Trying to keep a straight face Annie asked, ‘How’s the leg today?’
‘Itching. Right down inside the plaster.’
The woman with the knitting peered up at him, then held out one of her steel needles. ‘Here. Poke this down inside and have a good scratch with it.’
Steve looked gravely at the implement.
‘I’d have to take my pyjamas down to get at the top of the plaster.’
The woman beamed at him. ‘Feel free, my duck.’
Her friend smothered her laughter behind her magazine.
‘The itching is probably safer,’ Steve murmured. He reached Annie’s side and turned a chair with its back to the room. They sat down in their corner, facing each other.
‘This place,’ he sighed.
‘You could afford to get yourself transferred to a smart private clinic,’ Annie reminded him sharply. ‘Peace and privacy. Menu food and real art on the walls.’
She wondered if Steve knew that she was voicing her fear that he might really go. He was sitting with his hands curled loosely over the arms of his chair, his crutches laid neatly at his feet.
‘No, I couldn’t,’ he said. ‘I want to stay here, because this is where you are.’
Annie felt the tightness of joy and panic knotted together under her ribs. It took her breath away, and the blood beat in her throat. She felt the closeness of his hand on the chair arm, and her own lying in her lap. She would have reached out, but panic suddenly overwhelmed her happiness. She lifted her arms and slotted her hands into the opposite sleeves of her robe, hugging them against her chest, shutting him out.
Steve saw the gesture and read its implication. She knew, and regretted it at once. She saw his handsome, haggard face and the grey showing in his dark hair. Steve was more than a man sitting in a hospital day room. He had been her friend and her comforter, her family and her lifeline all through the hours that still came back, renewing their terror, almost every time she slept. The memory and the fear were still potent, and Steve belonged with them, inextricably.
But he meant much more than that, because he was the man he was. Nothing to do with the bombing.
Annie was certain that it would be wrong to add fear of what Steve might demand from her to the pantheon of all the rest.
He was, and would be, her friend.
She slid her hands out of her sleeves again. She couldn’t reach out to him now, and she made an awkward little gesture instead.
‘I am here,’ she said simply. ‘Don’t go to a clinic.’
Over Steve’s shoulder she saw the woman with the knitting look up, curious. And with the intuitive quickness that seemed to link them now whether they wished it or not, Steve intercepted and understood Annie’s glance.
‘When did they unstrap your arm?’ he asked casually, nodding at it.
She took the opening gratefully. The progress of their injuries and illnesses was the common currency of ward conversation. Annie and the other women exchanged their latest details first thing in the morning and last thing at night, after the doctors’ rounds, and in between times when the nurses brought round the drugs trolley and the dressings packs.

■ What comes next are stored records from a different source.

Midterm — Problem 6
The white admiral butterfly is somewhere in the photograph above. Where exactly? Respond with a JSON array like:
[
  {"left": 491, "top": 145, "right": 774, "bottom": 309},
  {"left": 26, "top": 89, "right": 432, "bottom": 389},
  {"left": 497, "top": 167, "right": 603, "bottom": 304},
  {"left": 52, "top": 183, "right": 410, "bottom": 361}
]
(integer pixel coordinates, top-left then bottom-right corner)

‘This morning,’ she told him. ‘When the physio came round. It’s still strapped at the shoulder, but at least I can use the hand and elbow.’ Annie held out her arm, turning it stiffly. The woman looked down at her knitting again, uninterested. She had heard the details already.
‘That’s good news,’ Steve said. ‘They took me down to the physiotherapy room this morning. They had me pulling weights to and fro for hours, to get my arms and shoulders working.’